The past few years have seen a boom in the development of this new and revolutionary AI technology. It has reached a point where practically everyone has at least heard of it or perhaps even got to use one for their daily errands. However, what is AI, really?
AI is an acronym for “Artificial Intelligence.” Artificial – human-made; not natural. Intelligence – the ability to learn and apply new skills. In essence, AI is a man-made computer program that learns by itself, from itself, and without human interference. Modern AI algorithms aren’t that advanced yet however, so humans have to train them. There are different types of AI that incorporate different ways of learning. In this article I am just going to cover popular and mainstream AI models, also known as LLMs or Large Language Models.
Picture this: You walk into English class and your teacher gives out a pop quiz with fill-in-the-blank questions. How would you answer it? The best method is probably going to be analyzing every word in the sentence before the blank carefully, and the words closest to it being more important to you (if the word right before the blank is a noun, then a good guess would be that we need an adjective, but we also need the sentence’s context to be sure). Well, what if I told you that ChatGPT (the most popular LLM) works the same way? When you ask ChatGPT something, it feeds your prompt into an algorithm that predicts what the next word should be, taking all context into account. Then, it feeds its answer again and again and again until it answers the prompt in its entirety (i.e. if you want it to write you a 500-word essay, it has to call the algorithm 500 times). However, ChatGPT doesn’t start out knowing every word in the English language, nor does it know how to string them together, which is why it first has to learn.
Different AIs learn differently, or should I say gain their “intelligence” in separate ways. For the case of LLMs, the most popular structure used is the transformer block, which uses neural networks. Neural – relating to the nervous system. Network – a system of interconnected items. In a nutshell, a neural network is collection of points, the system mimicking the structure of a human brain. Each point, storing data, can communicate with other points and change their data, and vice versa. Coming back to the English pop quiz, the way we would use every word in the sentence to try and predict what was in the blank, AI tries to do the same. If we focused more on words closer to the blank, AI would weigh those words more for its probability predictions.
Training data is crucial in these scenarios. In the beginning, the AI has no idea what words even are, nor how to weight them more or less based on the context of the prompt we feed it. The way we train it is by first defining a couple thousand words to be its vocabulary and giving a number to each word to classify it. Then, we get a sample of text, Harry Potter let’s say. We feed it “You are a wizard,” where we normally expect “Harry” in return, but the AI gives “fish.” We will look at the algorithm and focus on what words were weighed more and modify their values so that next time the AI gives “Harry” (basically we do trial-and-error with backtracking until the AI gives back what we want). We have to do this process millions if not billions of times, which is why you hear so much about training data online. After all, AI is nothing without it!

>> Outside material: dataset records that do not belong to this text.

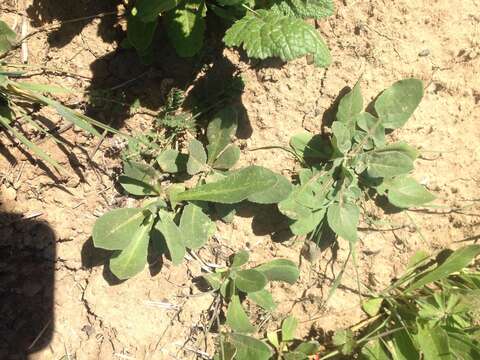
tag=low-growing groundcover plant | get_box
[278,79,434,253]
[216,245,480,360]
[92,107,291,279]
[0,21,120,170]
[127,0,334,67]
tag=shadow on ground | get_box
[0,199,56,360]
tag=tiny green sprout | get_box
[92,108,291,282]
[278,79,435,250]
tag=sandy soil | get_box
[0,0,480,360]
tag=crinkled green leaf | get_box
[187,139,207,175]
[228,334,273,360]
[180,203,216,249]
[207,106,238,165]
[175,165,278,204]
[110,215,154,280]
[212,144,240,170]
[375,79,423,129]
[235,269,268,294]
[155,210,185,265]
[162,0,206,57]
[227,295,255,334]
[157,149,188,173]
[247,289,277,311]
[388,176,435,208]
[92,208,146,250]
[223,9,331,67]
[0,20,17,56]
[327,203,360,243]
[255,259,300,284]
[270,0,335,19]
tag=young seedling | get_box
[125,0,334,67]
[278,79,434,252]
[92,107,291,279]
[328,245,480,360]
[208,251,300,360]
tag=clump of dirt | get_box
[0,0,480,360]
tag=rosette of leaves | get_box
[127,0,334,67]
[92,107,291,279]
[278,79,434,245]
[331,245,480,360]
[205,251,300,360]
[0,21,120,171]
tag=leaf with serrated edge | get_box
[388,176,435,208]
[110,215,154,280]
[255,259,300,284]
[187,139,207,175]
[92,208,145,250]
[207,106,238,165]
[180,203,216,250]
[327,203,360,243]
[223,9,332,67]
[155,210,185,265]
[375,78,423,129]
[227,295,255,334]
[174,165,278,204]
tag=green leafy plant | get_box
[328,245,480,360]
[278,79,434,250]
[0,21,125,170]
[127,0,334,67]
[92,107,291,279]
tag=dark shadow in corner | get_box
[0,205,56,360]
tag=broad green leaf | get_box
[207,106,238,165]
[290,132,332,160]
[135,0,182,22]
[255,259,300,284]
[362,298,383,316]
[247,289,277,311]
[229,334,273,360]
[366,149,413,178]
[355,112,385,146]
[118,161,159,196]
[248,169,292,204]
[375,79,423,129]
[180,203,216,250]
[227,295,255,334]
[223,9,332,67]
[110,215,154,280]
[92,208,146,250]
[162,1,206,57]
[231,250,250,269]
[235,269,268,294]
[282,315,298,341]
[187,139,207,175]
[332,121,352,154]
[405,245,480,292]
[212,144,240,170]
[127,15,158,53]
[175,165,278,204]
[388,176,435,208]
[332,329,355,355]
[295,341,320,356]
[157,149,187,173]
[337,80,363,131]
[155,210,185,265]
[270,0,335,19]
[417,322,454,360]
[327,203,360,244]
[0,20,17,56]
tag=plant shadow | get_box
[0,204,56,360]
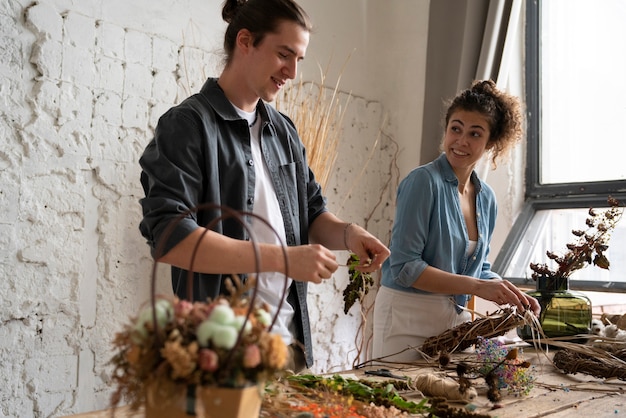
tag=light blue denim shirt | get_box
[381,154,500,306]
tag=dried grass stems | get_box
[275,60,351,190]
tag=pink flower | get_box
[198,348,219,372]
[243,344,261,369]
[174,300,193,318]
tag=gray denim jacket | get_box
[139,78,327,367]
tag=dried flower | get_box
[530,196,623,280]
[476,337,535,396]
[111,277,288,409]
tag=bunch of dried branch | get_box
[421,308,526,357]
[275,61,351,189]
[553,344,626,380]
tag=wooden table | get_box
[63,348,626,418]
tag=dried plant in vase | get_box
[530,196,623,287]
[517,196,623,344]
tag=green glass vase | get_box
[517,277,592,341]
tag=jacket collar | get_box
[200,77,272,127]
[434,152,482,193]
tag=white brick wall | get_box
[0,0,395,418]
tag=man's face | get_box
[247,21,310,102]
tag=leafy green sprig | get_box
[343,253,374,314]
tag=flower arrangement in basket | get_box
[111,207,288,417]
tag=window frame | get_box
[492,0,626,292]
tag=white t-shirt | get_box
[235,107,294,344]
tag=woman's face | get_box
[443,110,490,169]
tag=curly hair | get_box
[445,80,524,168]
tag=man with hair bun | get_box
[140,0,389,372]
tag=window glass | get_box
[503,208,626,290]
[493,0,626,297]
[539,0,626,184]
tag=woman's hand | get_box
[476,279,541,315]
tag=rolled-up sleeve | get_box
[139,110,204,256]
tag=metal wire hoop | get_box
[150,203,289,372]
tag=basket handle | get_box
[150,203,289,366]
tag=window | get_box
[493,0,626,298]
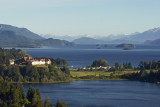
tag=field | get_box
[70,71,112,77]
[70,71,138,79]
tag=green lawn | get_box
[70,70,139,78]
[70,71,112,77]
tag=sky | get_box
[0,0,160,36]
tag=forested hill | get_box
[0,48,72,83]
[0,24,73,48]
[0,48,30,64]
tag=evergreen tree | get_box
[56,99,68,107]
[44,96,52,107]
[27,86,35,102]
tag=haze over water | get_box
[23,45,160,68]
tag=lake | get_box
[24,80,160,107]
[20,45,160,107]
[23,45,160,68]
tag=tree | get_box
[91,59,109,67]
[56,99,68,107]
[61,67,70,75]
[27,86,35,102]
[44,96,52,107]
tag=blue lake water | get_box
[20,45,160,107]
[21,45,160,67]
[24,80,160,107]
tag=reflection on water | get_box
[24,80,160,107]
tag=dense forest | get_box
[121,60,160,84]
[0,48,72,83]
[0,77,67,107]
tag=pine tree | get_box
[44,96,52,107]
[27,86,35,102]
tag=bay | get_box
[23,80,160,107]
[23,45,160,68]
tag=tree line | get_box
[0,65,72,83]
[0,78,67,107]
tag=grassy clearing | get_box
[70,70,139,79]
[70,71,112,78]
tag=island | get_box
[116,44,136,50]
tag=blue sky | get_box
[0,0,160,36]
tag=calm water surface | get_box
[21,45,160,68]
[24,80,160,107]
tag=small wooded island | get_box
[116,44,136,50]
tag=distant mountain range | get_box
[0,24,74,48]
[73,28,160,44]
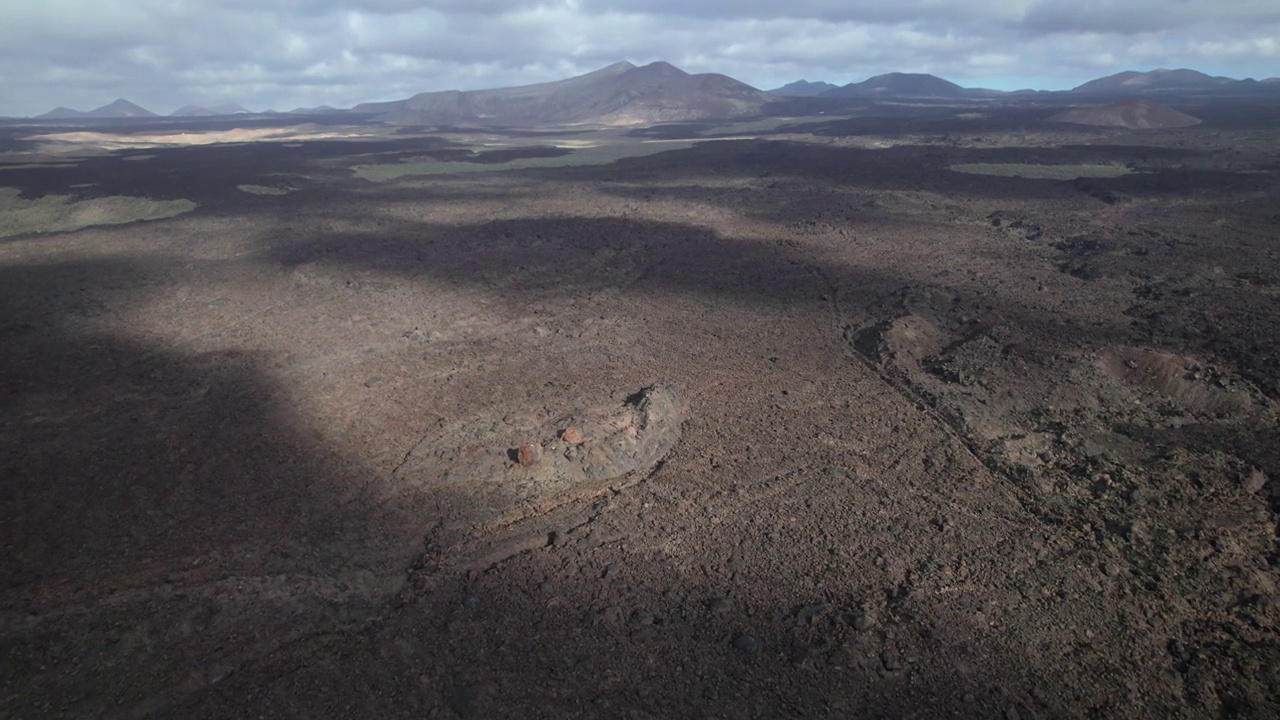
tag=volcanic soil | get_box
[0,110,1280,719]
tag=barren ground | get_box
[0,110,1280,719]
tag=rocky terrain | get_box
[0,98,1280,719]
[1048,100,1201,129]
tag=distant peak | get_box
[644,60,684,73]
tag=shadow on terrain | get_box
[0,122,1263,717]
[0,203,1120,717]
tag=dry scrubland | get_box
[0,109,1280,719]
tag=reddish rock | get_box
[516,442,543,466]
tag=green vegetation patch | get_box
[236,184,297,195]
[0,187,196,237]
[351,140,694,182]
[950,163,1133,179]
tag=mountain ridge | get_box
[352,61,777,126]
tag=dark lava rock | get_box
[733,633,760,655]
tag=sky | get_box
[0,0,1280,117]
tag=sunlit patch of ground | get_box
[0,187,196,237]
[236,184,297,195]
[950,163,1133,179]
[351,140,694,182]
[26,126,381,151]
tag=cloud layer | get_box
[0,0,1280,115]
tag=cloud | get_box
[0,0,1280,115]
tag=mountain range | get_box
[27,61,1280,126]
[169,102,250,118]
[352,63,778,124]
[36,97,159,120]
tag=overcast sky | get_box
[0,0,1280,115]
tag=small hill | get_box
[84,97,159,118]
[352,63,777,124]
[765,79,840,97]
[36,105,84,120]
[170,102,248,118]
[169,105,218,118]
[1071,68,1239,95]
[1048,100,1201,129]
[822,73,966,99]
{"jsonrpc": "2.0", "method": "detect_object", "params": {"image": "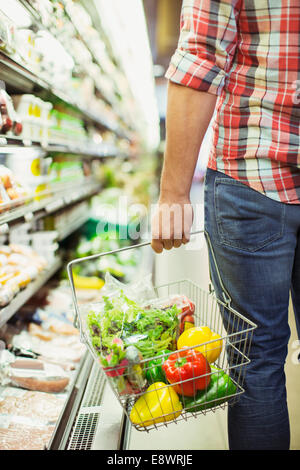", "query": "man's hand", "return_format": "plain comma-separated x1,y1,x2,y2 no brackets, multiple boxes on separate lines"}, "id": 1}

152,82,217,253
151,195,193,253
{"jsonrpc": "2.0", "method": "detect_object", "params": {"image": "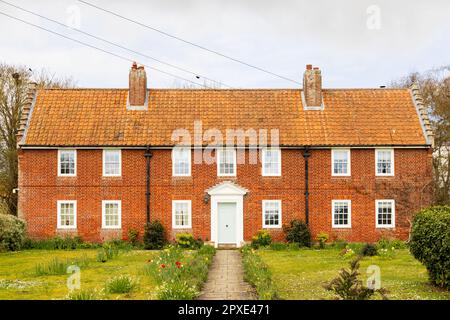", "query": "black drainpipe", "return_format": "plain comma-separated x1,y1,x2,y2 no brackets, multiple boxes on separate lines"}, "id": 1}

144,147,152,223
303,147,311,225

Remember, artificial “intelligence” is not smart. It’s just a computer that guesses words, only reaching a trustworthy accuracy after way too much money and energy is spent on it. It’s not a fortuneteller, genius, nor of equal reasoning when compared to a human. It will only know what you want it to know. For example, ChatGPT won’t invent calculus if you give it algebra; it will only know Calculus if you train it on Calculus.